A seulement deux mètres de moi, le hall s'élargit pour se métamorphoser en salon-salle à manger-cuisine, la seule autre pièce de la maison. Ce n'était pas très grand, et contenait principalement six choses. Une table et ses tabourets bon marché. Un canapé rapiécé. Un télévision achetée d'occasion. Un réfrigérateur qui servait également de congélateur. Une cuisinière. Une fenêtre donnant sur la rue, et entre autre sur une maison du même style, sur le trottoir d'en face. Ce n'était pas du grand luxe, surtout par rapport à ce que j'avais connu chez mes parents, mais est-ce que deux étudiantes de dix-huit ans avaient besoin de plus ?

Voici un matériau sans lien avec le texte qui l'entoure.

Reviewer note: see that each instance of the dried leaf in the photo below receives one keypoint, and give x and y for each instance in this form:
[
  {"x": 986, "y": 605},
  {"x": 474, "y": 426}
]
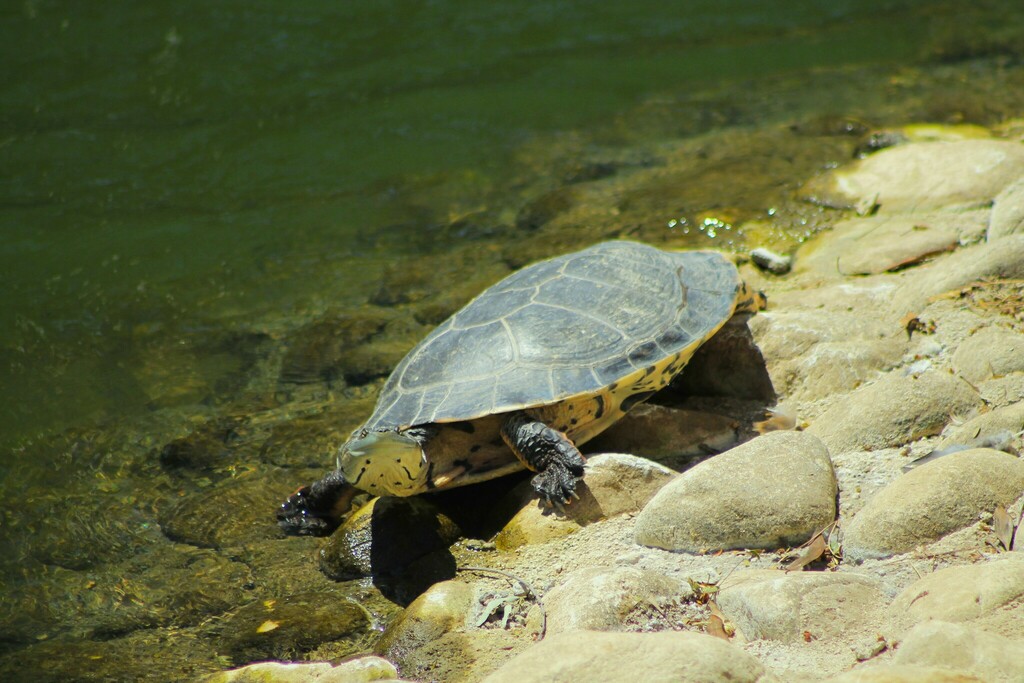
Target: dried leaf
[
  {"x": 1004, "y": 526},
  {"x": 812, "y": 551}
]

"- Salut Louise !" Me héla Katy depuis le sofa. Elle tenait une grande tasse de porcelaine tout près de son visage. "Je t'ai fait du café."

"- Merci. Je t'ai apporté le sirop." L'informais-je en posant sur la table le petit sachet de plastique blanc à l'effigie de la pharmacie.

J'enlevais mon écharpe et mon manteau, et allais les déposer dans notre penderie de fortune, avec mon sac. Saisissant la première pince que je trouvais dans la salle de bains, je relevais mes cheveux épais du mieux que je pouvais. La chaleur de cette pièce me laissait sans oxygène, après le climat glacial des rues de la capitale. De retour dans le salon, je me dirigeais automatiquement vers la cafetière et me servis une tasse généreuse. C'était moi qui avait inicié Katy aux joies de la caféïne, elle qui n'avait connu que le thé. Je m'asseyais à son côté, tout en gardant mes distances pour ne pas attraper ses microbes. Elle fixait la télévision, mais le son était au plus bas, et il était impossible de distinguer le moindre mot du film en noir et blanc qu'elle regardait.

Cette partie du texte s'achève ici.